If your heartburn does not improve with lifestyle changes or drugs, additional tests may be needed.

Barium swallow radiograph

Barium swallow radiograph uses X-rays to help spot abnormalities such as a hiatal hernia and other structural or anatomical problems of the esophagus. In this test, the patient drinks a solution and then has X-rays taken. The test can observe strictures (narrowing of the esophagus) and ulcers, but it will not detect mild irritation.

Upper endoscopy

Upper endoscopy is a more accurate test than a barium swallow radiograph and may be performed in a hospital or a doctor's office. The patient's throat may be numbed with a spray, and then, after a mild sedative is administered, a thin flexible plastic tube with a light and lens on the end called an endoscope is slid down the patient's throat. The endoscope acts as a very small camera and allows the doctor to examine the surface of the esophagus and search for abnormalities. Typically, if moderate to severe symptoms have been reported and this procedure reveals injury to the esophagus, no other tests are needed to confirm GERD.

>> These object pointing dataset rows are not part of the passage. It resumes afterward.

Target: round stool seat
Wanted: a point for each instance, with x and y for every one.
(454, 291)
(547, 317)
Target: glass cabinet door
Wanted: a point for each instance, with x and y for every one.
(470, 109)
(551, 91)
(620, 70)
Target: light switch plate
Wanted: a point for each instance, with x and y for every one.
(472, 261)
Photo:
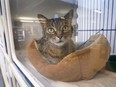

In some cases, the doctor may also perform a biopsy. During this procedure, tiny tweezers called forceps are passed through the endoscope. These forceps allow the doctor to remove small pieces of tissue from the patient's esophagus. The tissue sample is then examined under a microscope to look for damage caused by acid reflux and to rule out other problems if infection or abnormal growths are not found.

pH monitoring examination

In a pH monitoring examination, the doctor either inserts a small tube into the patient's esophagus or clips a tiny device to the esophagus that will remain for 24 to 48 hours. While the patient goes about his or her normal activities, the device measures when and how much acid comes up into the patient's esophagus. This test can be useful if combined with a carefully completed diary – recording what, when, and how much food the patient eats. This type of diary allows the doctor to identify correlations between symptoms and reflux episodes. The procedure can sometimes help detect whether respiratory symptoms, including coughing and wheezing, are triggered by reflux.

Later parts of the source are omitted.